WHO lists dangers of ‘blanket’ booster programs — Analysis
The World Health Organization has warned countries against “blanket” booster programs, saying that they exacerbate vaccine inequities and might even make the pandemic longer.
According to the WHO’s advisory group on immunization (SAGE) report, published on Wednesday, the focus “It is important to continue decreasing the death rate and treating severe diseases” as well as on protecting the healthcare systems. SAGE expressed concern that “Broad-based administrations of booster doses could increase vaccine access” by diverting supply from under-vaccinated countries to ones with an already high percentage of vaccinated people.
WHO’s general director Dr Tedros Adhanom Ghebreyesus, speaking at a press conference later on Wednesday, further clarified that with 20% of all vaccine doses given now as boosters and additional doses, “The pandemic is more likely to be prolonged than ended by blanket programs..” Diversion of vaccine supply to the countries with high levels of immunity gives the virus “There is more chance to spread and modify,” he added.
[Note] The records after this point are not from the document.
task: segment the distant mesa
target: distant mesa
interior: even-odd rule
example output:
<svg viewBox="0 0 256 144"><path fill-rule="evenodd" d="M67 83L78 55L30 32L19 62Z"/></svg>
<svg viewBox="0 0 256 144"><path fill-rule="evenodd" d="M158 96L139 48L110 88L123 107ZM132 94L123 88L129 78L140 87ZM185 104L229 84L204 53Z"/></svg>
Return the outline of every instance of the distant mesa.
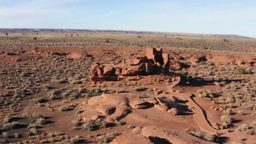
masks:
<svg viewBox="0 0 256 144"><path fill-rule="evenodd" d="M172 36L210 37L220 38L252 38L235 34L194 34L185 33L172 33L162 32L102 30L86 29L54 29L54 28L0 28L0 33L79 33L97 34L137 34L137 35L162 35Z"/></svg>

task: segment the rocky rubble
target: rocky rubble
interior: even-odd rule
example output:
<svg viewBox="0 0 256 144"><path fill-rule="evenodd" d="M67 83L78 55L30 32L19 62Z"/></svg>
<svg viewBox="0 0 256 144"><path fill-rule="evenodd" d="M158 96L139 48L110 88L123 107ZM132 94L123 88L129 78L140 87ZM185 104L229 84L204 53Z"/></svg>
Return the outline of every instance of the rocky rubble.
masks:
<svg viewBox="0 0 256 144"><path fill-rule="evenodd" d="M95 63L91 68L92 81L119 81L127 76L166 73L169 71L169 55L160 48L147 48L146 56L132 61L119 61L111 64Z"/></svg>

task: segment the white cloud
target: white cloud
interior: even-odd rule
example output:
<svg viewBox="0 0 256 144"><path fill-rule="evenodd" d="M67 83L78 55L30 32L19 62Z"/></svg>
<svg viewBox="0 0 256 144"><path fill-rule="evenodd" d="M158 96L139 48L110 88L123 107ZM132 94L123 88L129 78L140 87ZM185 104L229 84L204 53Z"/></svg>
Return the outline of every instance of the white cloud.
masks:
<svg viewBox="0 0 256 144"><path fill-rule="evenodd" d="M0 3L2 0L0 0ZM69 17L75 8L67 7L87 0L32 0L23 4L0 6L0 27L27 27L59 18Z"/></svg>

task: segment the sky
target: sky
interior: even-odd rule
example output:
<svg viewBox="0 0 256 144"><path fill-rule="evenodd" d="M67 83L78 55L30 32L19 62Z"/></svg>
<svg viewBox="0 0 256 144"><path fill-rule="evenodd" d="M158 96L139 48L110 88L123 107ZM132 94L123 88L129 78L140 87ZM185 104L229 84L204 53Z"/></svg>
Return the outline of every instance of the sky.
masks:
<svg viewBox="0 0 256 144"><path fill-rule="evenodd" d="M256 1L0 0L0 28L133 30L256 38Z"/></svg>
Ghebreyesus pointed out that the majority of deaths and hospitalizations occur in unvaccinated populations. Therefore, the goal of countries is to vaccinate 40% of their citizens by end of year and 70% of their population by middle of next year.
According to SAGE’s report, at least 126 countries have already issued guidance on booster or additional vaccination and more than 120 have started boosting their populations.
“Most of these countries can be classified as either high-income or higher middle-income. There is no country of low income that has introduced booster vaccinations.” the report said.
Ghebreyesus’ comments came as the UK has been regularly reporting new records in what Ghebreyesus has called a “blanket booster program.” On Tuesday, 968,665 booster and third doses were administered in the country, with around 53.6% of all adults now boosted.